Limited knowledge of cellular and molecular mechanisms underlying hematopoietic stem cell and multipotent progenitor (HSC/MPP) expansion within their native niche has impeded the application of stem cell-based therapies for hematological malignancies. Here, we constructed a spatiotemporal transcriptome map of mouse fetal liver (FL) as a platform for hypothesis generation and subsequent experimental validation of novel regulatory mechanisms. Single-cell transcriptomics revealed three transcriptionally heterogeneous HSC/MPP subsets, among which a CD93-enriched subset exhibited enhanced stem cell properties. Moreover, by employing integrative analysis of single-cell and spatial transcriptomics, we identified novel HSC/MPP ‘pocket-like’ units (HSC PLUS), composed of niche cells (hepatoblasts, stromal cells, endothelial cells, and macrophages) and enriched with growth factors. Unexpectedly, macrophages showed an 11-fold enrichment in the HSC PLUS. Functionally, macrophage–HSC/MPP co-culture assay and candidate molecule testing, respectively, validated the supportive role of macrophages and growth factors (MDK, PTN, and IGFBP5) in HSC/MPP expansion. Finally, cross-species analysis and functional validation showed conserved cell–cell interactions and expansion mechanisms but divergent transcriptome signatures between mouse and human FL HSCs/MPPs. Taken together, these results provide an essential resource for understanding HSC/MPP development in FL, and novel insight into functional HSC/MPP expansion ex vivo.

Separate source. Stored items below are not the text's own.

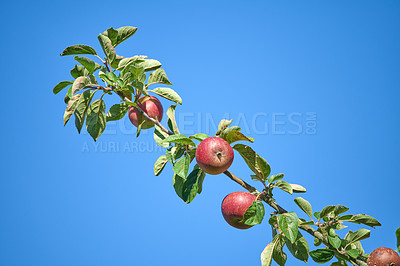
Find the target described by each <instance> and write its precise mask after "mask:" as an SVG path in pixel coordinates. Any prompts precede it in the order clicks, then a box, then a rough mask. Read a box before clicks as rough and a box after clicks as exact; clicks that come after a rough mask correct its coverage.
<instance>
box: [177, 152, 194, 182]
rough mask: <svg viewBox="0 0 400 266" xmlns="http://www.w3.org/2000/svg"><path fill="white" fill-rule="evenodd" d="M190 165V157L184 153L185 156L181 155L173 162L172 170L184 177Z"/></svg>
mask: <svg viewBox="0 0 400 266" xmlns="http://www.w3.org/2000/svg"><path fill="white" fill-rule="evenodd" d="M189 165H190V157H189V155H188V154H186V156H185V157H182V158H181V159H180V160H179V161H177V162H176V163H175V164H174V167H173V170H174V173H175V174H176V175H179V176H181V177H183V178H186V176H187V174H188V172H189Z"/></svg>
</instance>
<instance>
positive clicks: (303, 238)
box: [285, 232, 310, 263]
mask: <svg viewBox="0 0 400 266" xmlns="http://www.w3.org/2000/svg"><path fill="white" fill-rule="evenodd" d="M285 241H286V246H287V248H288V249H289V251H290V253H292V255H293V256H294V257H295V258H296V259H298V260H301V261H304V262H305V263H307V261H308V257H309V249H310V248H309V246H308V243H307V240H306V239H305V238H304V236H303V235H302V234H301V233H300V232H298V233H297V238H296V240H295V241H294V243H292V242H291V241H290V240H289V239H288V238H287V237H286V238H285Z"/></svg>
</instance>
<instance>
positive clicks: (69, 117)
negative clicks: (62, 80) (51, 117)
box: [63, 94, 82, 126]
mask: <svg viewBox="0 0 400 266" xmlns="http://www.w3.org/2000/svg"><path fill="white" fill-rule="evenodd" d="M81 96H82V94H78V95H75V96H74V97H72V99H71V100H70V101H69V102H68V105H67V108H65V112H64V117H63V120H64V126H65V125H66V124H67V123H68V121H69V119H70V118H71V116H72V114H73V113H74V112H75V109H76V106H77V105H78V102H79V99H80V98H81Z"/></svg>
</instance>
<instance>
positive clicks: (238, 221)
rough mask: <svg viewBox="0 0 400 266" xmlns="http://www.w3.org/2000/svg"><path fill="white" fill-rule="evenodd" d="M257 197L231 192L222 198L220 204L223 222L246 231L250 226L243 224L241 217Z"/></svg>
mask: <svg viewBox="0 0 400 266" xmlns="http://www.w3.org/2000/svg"><path fill="white" fill-rule="evenodd" d="M256 199H257V197H256V196H255V195H253V194H250V193H249V192H244V191H237V192H232V193H230V194H229V195H228V196H226V197H225V198H224V200H223V201H222V204H221V211H222V215H223V216H224V219H225V221H226V222H227V223H228V224H230V225H231V226H233V227H235V228H238V229H248V228H250V227H252V225H247V224H243V223H242V220H243V216H244V214H245V213H246V211H247V209H248V208H249V207H250V206H251V204H252V203H253V201H255V200H256Z"/></svg>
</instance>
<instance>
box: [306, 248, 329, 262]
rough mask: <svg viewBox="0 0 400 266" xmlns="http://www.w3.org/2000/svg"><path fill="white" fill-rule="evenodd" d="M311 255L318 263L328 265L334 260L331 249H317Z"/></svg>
mask: <svg viewBox="0 0 400 266" xmlns="http://www.w3.org/2000/svg"><path fill="white" fill-rule="evenodd" d="M310 255H311V258H312V259H313V260H314V261H315V262H316V263H326V262H328V261H330V260H331V259H332V258H333V256H334V252H333V250H330V249H316V250H313V251H311V252H310Z"/></svg>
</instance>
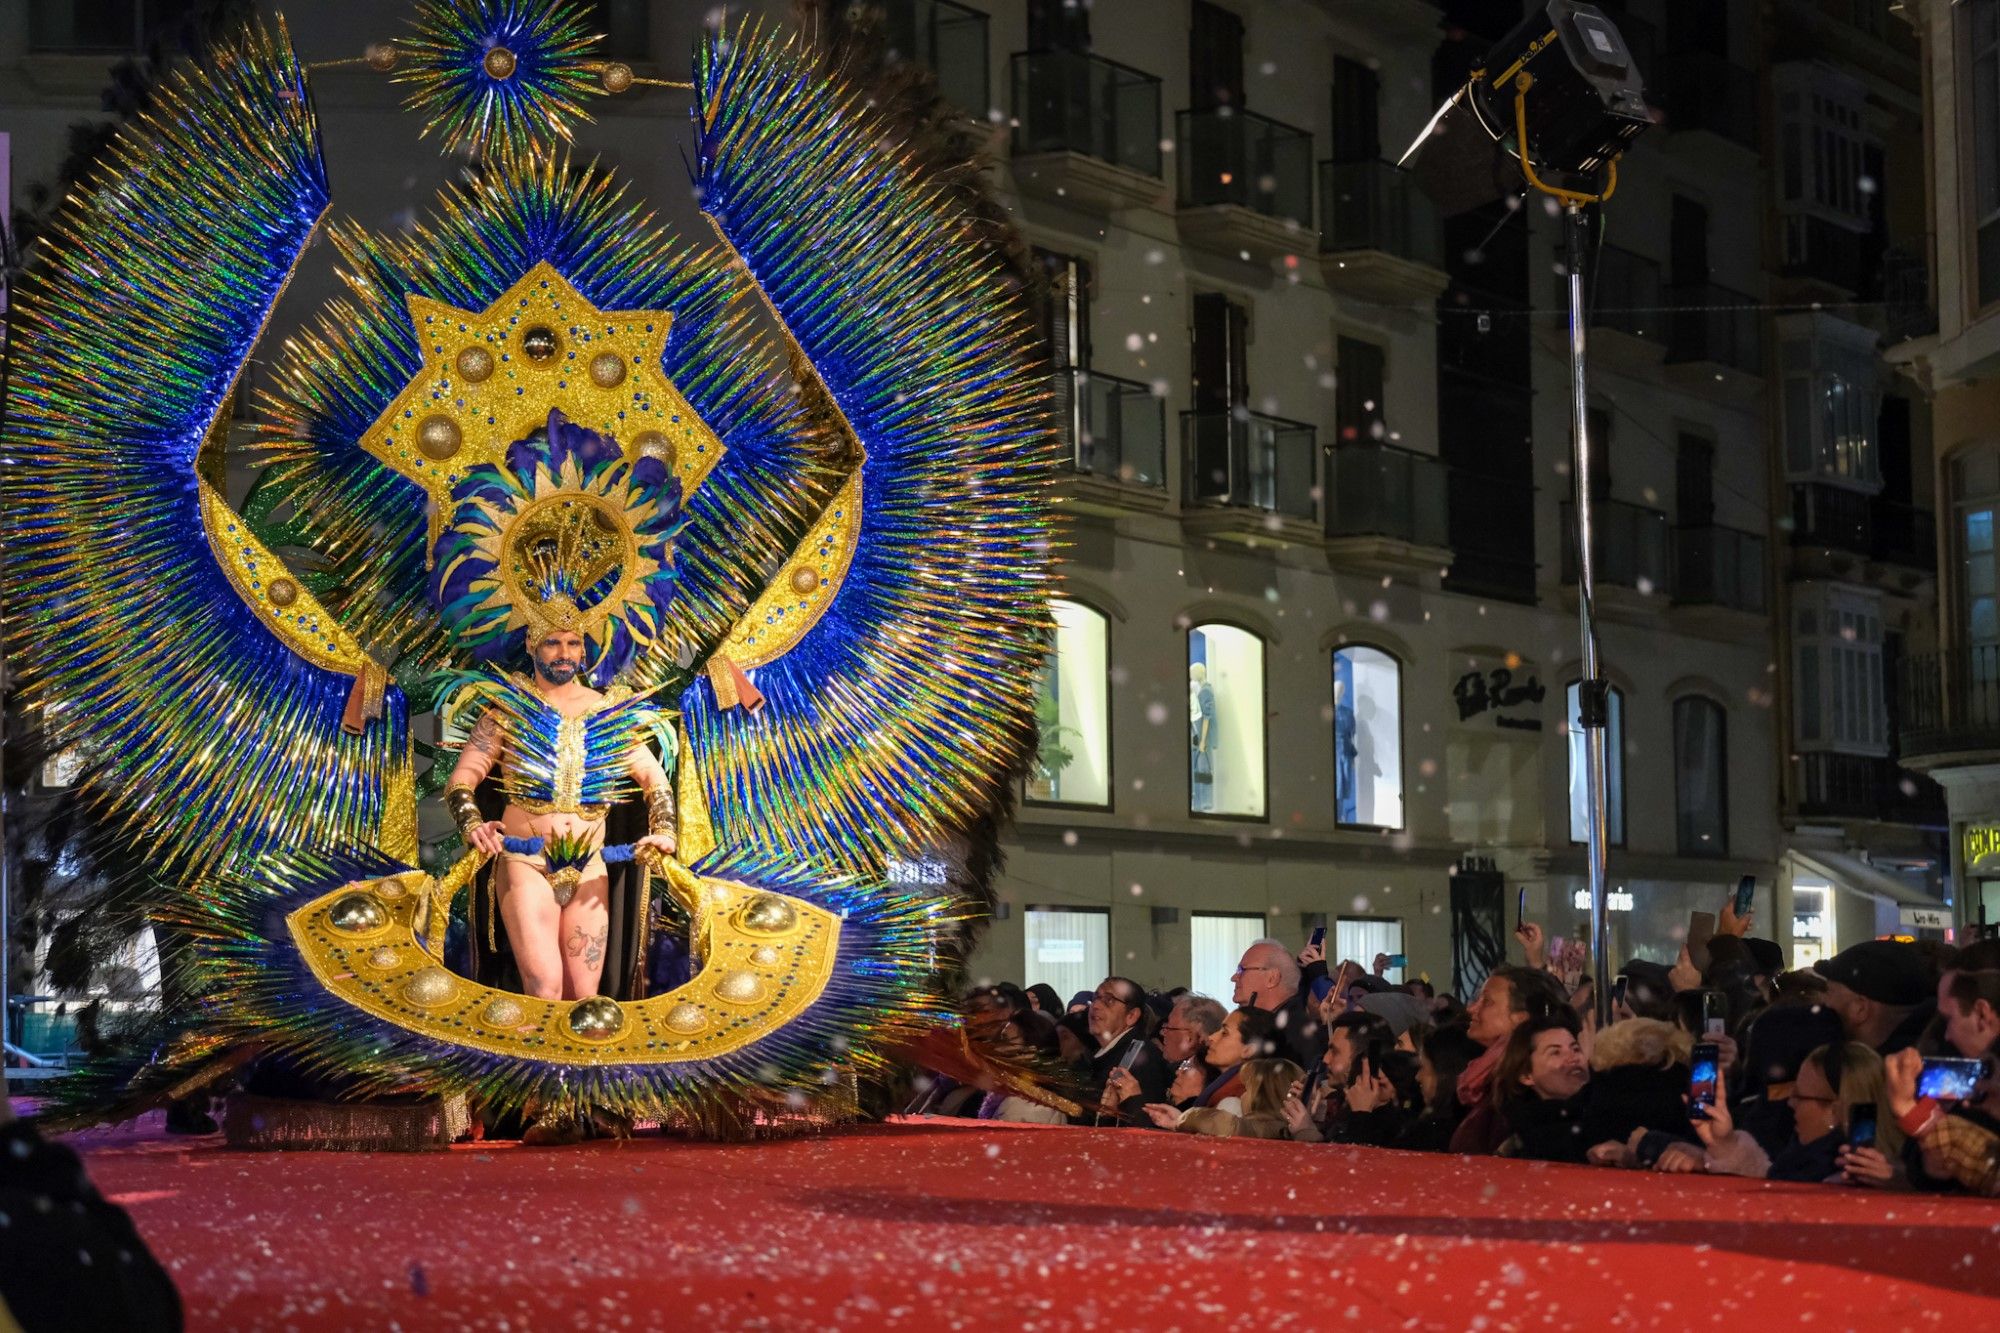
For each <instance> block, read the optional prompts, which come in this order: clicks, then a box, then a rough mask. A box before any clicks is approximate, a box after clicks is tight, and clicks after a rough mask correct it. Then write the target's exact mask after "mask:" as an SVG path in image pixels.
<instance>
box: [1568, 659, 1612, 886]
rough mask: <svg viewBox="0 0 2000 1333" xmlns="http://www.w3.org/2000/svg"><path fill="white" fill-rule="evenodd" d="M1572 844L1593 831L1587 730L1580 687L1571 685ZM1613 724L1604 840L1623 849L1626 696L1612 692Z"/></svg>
mask: <svg viewBox="0 0 2000 1333" xmlns="http://www.w3.org/2000/svg"><path fill="white" fill-rule="evenodd" d="M1568 701H1570V711H1568V717H1570V723H1568V731H1570V841H1572V843H1582V841H1586V839H1588V835H1590V833H1588V829H1590V783H1588V775H1586V773H1584V729H1582V725H1580V715H1578V685H1576V683H1574V681H1572V683H1570V695H1568ZM1608 713H1610V721H1608V725H1606V729H1604V837H1606V839H1608V841H1610V845H1612V847H1624V693H1622V691H1618V689H1612V691H1610V707H1608Z"/></svg>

对造血干细胞和多能祖细胞（HSC/MPP）在其天然生态位内扩增的细胞和分子机制的了解有限，阻碍了基于干细胞的疗法在血液恶性肿瘤中的应用。在这里，我们构建了小鼠胎儿肝脏（FL）的时空转录组图谱，作为假设生成和后续新调控机制实验验证的平台。单细胞转录组学揭示了三个转录异质性 HSC/MPP 亚群，其中富含 CD93 的亚群表现出增强的干细胞特性。此外，通过采用单细胞和空间转录组学的综合分析，我们鉴定了新的HSC/MPP“口袋样”单位（HSC PLUS），由生态位细胞（成肝细胞、基质细胞、内皮细胞和巨噬细胞）组成）并富含生长因子。出乎意料的是，巨噬细胞在 HSC PLUS 中富集了 11 倍。在功能上，巨噬细胞-HSC/MPP共培养测定和候选分子测试分别验证了巨噬细胞和生长因子（MDK、PTN和IGFBP5）在HSC/MPP扩增中的支持作用。最后，跨物种分析和功能验证显示小鼠和人类 FL HSC/MPP 之间存在保守的细胞间相互作用和扩增机制，但转录组特征存在差异。总而言之，这些结果为了解 FL 中 HSC/MPP 的发育提供了重要的资源，并为离体功能性 HSC/MPP 扩增提供了新的见解。